Non-Education Business that Educational Institutions Must Get Right
When you’re running a school, training centre, or other educational institution, most people outside your organisation assume that your entire day is essentially just taken up with teaching. Furthermore, they think that once the teaching day is over, that your work day is done and everyone just goes home.
Anyone who’s worked in education should know that this idea couldn’t be further from the truth of course. When you’re running a place of learning, there is actually quite a lot of other business that you have to get right, none of which directly connects to day-to-day teaching operations.
The amount of risk faced by educational institutions is massive. Risk management can get so complex and concerning, that there is already specialist insurance for educational institutions that is designed to relieve the stress of it all.
Every single action taken by the school involves some degree of risk: conducting experiments in science class, playing sports on the rugby fields, taking the kids on a field trip, and even just putting kids in rooms with teachers all day, any of whom --- even the tiniest percentage --- could be about to do something very wrong…there’s really no end to it.
For private schools and training centres, of course, the existence of a finance department should be of no surprise. But even our “free” public schools where no money is changing hands directly need finance departments. The money still has to come from somewhere, even if it’s from the state government.
Budgeting is a careful business in schools.
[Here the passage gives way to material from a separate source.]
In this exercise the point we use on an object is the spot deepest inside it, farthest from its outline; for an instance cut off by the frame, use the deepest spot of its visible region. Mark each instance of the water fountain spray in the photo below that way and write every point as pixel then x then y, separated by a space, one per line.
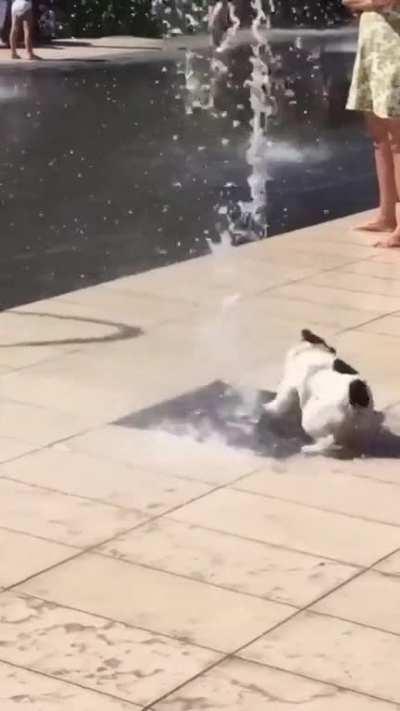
pixel 263 106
Meeting government targets, satisfying parents in the community, and doing what’s best for students is all a big balancing act. You might, for instance, cut the budget of the arts department in order to support core subjects such as English or maths, but you do so much to the ire of art teachers.
Recruitment is another key area of business that schools have to get just right. The pressure isn’t just to hire talented and creative people to teach kids, or dedicated and hardworking people to work in the office or as maintenance staff, but also to find people who are not going to be any kind of liability. In a school where the liability risk is so high, that pressure is enormous.
Besides criminal background checks, schools have to rely on recruitment experts and careful interviews to ensure that they only hire the best-possible candidates for any and all positions.
School accreditation is another big area of business that many don’t seem to know much about. Let’s say you have an international school that is aspiring to teach the International Baccalaureate (IB). That doesn’t just happen, it takes months of painstaking preparation and application procedures to get those IB certifications to teach different levels of the curriculum. It can take schools an entire year of meetings, inspections, interviews, campus updates, curriculum design and more to get there.
5. Maintenance and Groundskeeping
Schools don’t look all neat and tidy by accident, nor can Australian schools simply call on the students to do all the cleaning, leaf sweeping and snow shovelling as they do in countries like China --- beneficial as that may be for the students.
Instead, they must rely on teams of reliable employees to keep all the grounds and facilities clean, not to mention skilled individuals to keep everything in good repair. There’s no room for error, not when the spectre of legal liability looms large once again.
6. Marketing and Communications
Finally, schools both public and private have to get their marketing, branding and culture of communications just right to keep their school and wider community all on the same page and on side, especially when times are hard such as during the COVID-19 pandemic.